I stare at your face. When I speak, my voice is a little funny. “Why are you showing me this?”

“Look at Leo’s lapel.”

Ellie reaches across the table and points with her finger to a small silver pin. I smile again.

“It’s crossed Cs,” I say.

“Crossed Cs?”

I’m still smiling, remembering your dorkiness. “It was called the Conspiracy Club.”

“Westbridge High didn’t have a conspiracy club.”

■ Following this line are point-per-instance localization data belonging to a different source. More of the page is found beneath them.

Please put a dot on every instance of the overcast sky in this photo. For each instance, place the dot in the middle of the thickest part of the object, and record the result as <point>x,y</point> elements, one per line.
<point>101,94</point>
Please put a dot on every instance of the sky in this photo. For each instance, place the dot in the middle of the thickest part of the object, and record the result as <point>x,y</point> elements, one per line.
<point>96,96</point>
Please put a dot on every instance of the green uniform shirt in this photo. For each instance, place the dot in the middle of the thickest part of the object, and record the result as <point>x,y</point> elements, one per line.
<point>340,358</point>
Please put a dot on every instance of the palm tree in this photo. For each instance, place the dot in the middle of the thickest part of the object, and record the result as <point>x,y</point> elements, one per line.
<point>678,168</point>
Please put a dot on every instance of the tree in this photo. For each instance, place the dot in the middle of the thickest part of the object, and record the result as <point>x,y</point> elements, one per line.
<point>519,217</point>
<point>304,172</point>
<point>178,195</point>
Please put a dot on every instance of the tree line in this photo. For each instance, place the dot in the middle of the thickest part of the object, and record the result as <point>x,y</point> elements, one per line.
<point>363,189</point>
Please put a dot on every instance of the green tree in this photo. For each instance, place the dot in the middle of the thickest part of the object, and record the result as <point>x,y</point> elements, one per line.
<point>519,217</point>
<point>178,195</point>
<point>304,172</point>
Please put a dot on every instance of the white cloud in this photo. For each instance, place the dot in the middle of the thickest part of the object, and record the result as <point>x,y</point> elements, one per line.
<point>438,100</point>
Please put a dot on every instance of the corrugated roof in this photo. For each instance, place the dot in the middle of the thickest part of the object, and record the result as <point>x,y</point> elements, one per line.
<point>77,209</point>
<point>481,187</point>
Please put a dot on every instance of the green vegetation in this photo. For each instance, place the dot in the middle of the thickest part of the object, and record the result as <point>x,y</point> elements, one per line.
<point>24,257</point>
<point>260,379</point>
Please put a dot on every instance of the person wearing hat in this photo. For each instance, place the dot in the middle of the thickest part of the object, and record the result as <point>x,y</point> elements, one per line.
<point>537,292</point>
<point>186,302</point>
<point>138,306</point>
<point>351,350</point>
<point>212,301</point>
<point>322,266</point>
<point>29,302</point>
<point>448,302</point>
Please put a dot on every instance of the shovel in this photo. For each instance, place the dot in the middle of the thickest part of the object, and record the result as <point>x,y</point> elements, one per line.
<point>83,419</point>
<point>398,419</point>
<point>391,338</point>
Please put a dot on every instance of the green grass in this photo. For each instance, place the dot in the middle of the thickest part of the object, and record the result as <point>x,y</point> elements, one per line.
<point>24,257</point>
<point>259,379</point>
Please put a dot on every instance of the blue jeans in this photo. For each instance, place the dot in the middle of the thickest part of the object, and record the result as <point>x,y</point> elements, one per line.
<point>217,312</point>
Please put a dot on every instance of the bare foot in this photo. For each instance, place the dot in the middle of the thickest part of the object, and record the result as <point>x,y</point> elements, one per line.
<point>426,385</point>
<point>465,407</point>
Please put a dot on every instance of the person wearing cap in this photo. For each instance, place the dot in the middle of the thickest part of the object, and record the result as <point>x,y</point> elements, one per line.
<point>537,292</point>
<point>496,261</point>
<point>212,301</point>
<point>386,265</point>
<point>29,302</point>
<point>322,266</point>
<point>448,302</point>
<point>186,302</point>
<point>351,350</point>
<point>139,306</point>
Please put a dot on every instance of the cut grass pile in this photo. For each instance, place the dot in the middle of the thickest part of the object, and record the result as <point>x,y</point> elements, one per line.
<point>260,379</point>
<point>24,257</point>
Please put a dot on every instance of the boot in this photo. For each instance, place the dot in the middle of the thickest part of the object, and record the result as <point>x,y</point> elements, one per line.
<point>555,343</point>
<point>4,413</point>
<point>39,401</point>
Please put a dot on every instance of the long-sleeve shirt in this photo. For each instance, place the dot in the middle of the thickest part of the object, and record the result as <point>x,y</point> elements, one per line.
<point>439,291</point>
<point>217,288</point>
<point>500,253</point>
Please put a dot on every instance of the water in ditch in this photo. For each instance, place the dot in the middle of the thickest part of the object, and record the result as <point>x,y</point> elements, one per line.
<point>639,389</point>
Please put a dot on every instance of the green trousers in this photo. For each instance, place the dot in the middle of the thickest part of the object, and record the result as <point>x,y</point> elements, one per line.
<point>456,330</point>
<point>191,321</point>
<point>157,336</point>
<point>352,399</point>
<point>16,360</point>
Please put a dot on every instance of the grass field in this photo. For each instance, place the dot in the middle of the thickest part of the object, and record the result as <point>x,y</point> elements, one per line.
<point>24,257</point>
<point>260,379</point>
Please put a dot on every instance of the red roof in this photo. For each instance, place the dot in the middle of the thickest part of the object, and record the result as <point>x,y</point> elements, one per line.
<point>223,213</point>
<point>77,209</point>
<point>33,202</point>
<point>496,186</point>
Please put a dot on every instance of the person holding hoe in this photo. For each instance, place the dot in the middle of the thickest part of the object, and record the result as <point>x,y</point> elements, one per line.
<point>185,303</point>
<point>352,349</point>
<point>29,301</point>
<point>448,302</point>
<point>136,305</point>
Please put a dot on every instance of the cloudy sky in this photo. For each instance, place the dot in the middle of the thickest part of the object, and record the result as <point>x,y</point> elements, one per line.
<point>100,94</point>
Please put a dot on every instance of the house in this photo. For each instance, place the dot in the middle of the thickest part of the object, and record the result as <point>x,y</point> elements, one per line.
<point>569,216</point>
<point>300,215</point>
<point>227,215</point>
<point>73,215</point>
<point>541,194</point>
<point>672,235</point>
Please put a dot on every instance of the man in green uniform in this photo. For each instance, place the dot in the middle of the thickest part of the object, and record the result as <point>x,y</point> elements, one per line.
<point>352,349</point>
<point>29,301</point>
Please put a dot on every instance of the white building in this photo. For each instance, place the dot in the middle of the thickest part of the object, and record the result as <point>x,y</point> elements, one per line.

“Not officially, no. It was supposed to be some kind of secret society kinda thing.”

“So you knew about it?”

“Sure.”

Ellie takes hold of the yearbook. She flips toward a page in the front and spins the book so I can see. It’s my photo now. My posture is ramrod, my smile tight. God, I look like a frigging tool. Ellie points to my empty lapel.

“I wasn’t a member,” I say.

“Who else was?”

“Like I said, it was supposed to be a secret society. No one was supposed to know. It was just this goofball group of like-minded nerds . . .”

My voice trails off as she flips the page again.

It’s Rex Canton’s picture. He’s sporting a crew cut and a gapped-tooth smile. His head is tilted to the side like someone just surprised him.

“So here’s the thing,” Ellie says. “When you mentioned Rex, I looked him up in the yearbook first. And I saw this.”

She points again. Rex has the tiny CC on his lapel.

“Did you know he was a member?”

I shake my head. “But I never asked. Like I said, it was supposed to be their little secret society. I didn’t pay much attention.”

“Do you know any other members?”

“They weren’t supposed to talk about it, but . . .” I meet her eyes. “Is Maura in the yearbook?”

“No. When she transferred, we pulled her picture out. Was she a member . . . ?”

I nod. Maura moved to town toward the end of our junior year. She was a mystery to all of us, this superhot aloof girl who seemed to have no interest in any of the high school conventions. She liked to go to Manhattan on weekends. She backpacked through Europe. She was dark and mysterious and drawn to danger, the kind of girl you figured dated college guys or teachers. We were all too parochial for her. How did you get to be friends with her, Leo? You never told me that. I remember coming home one day, and you two were doing homework at the kitchen table. I couldn’t believe it. You with Maura Wells.

“I, uh, checked Diana’s picture,” Ellie says. There’s a catch in her throat here. Ellie was Diana’s best friend since second grade. That’s how Ellie and I formed a bond too—in grief. I lost you, Leo. She lost Diana. “Diana doesn’t have the pin. I think she would have told me about this club if she was in it.”

“She wouldn’t have been a member,” I say, “unless maybe she joined after she started dating Leo.”

Ellie grabs hold of her sandwich. “Okay, so what’s the Conspiracy Club?”

“You have a few minutes when we’re done with breakfast?”

“Yes.”

“Let’s take a walk then. It might make it easier to explain.”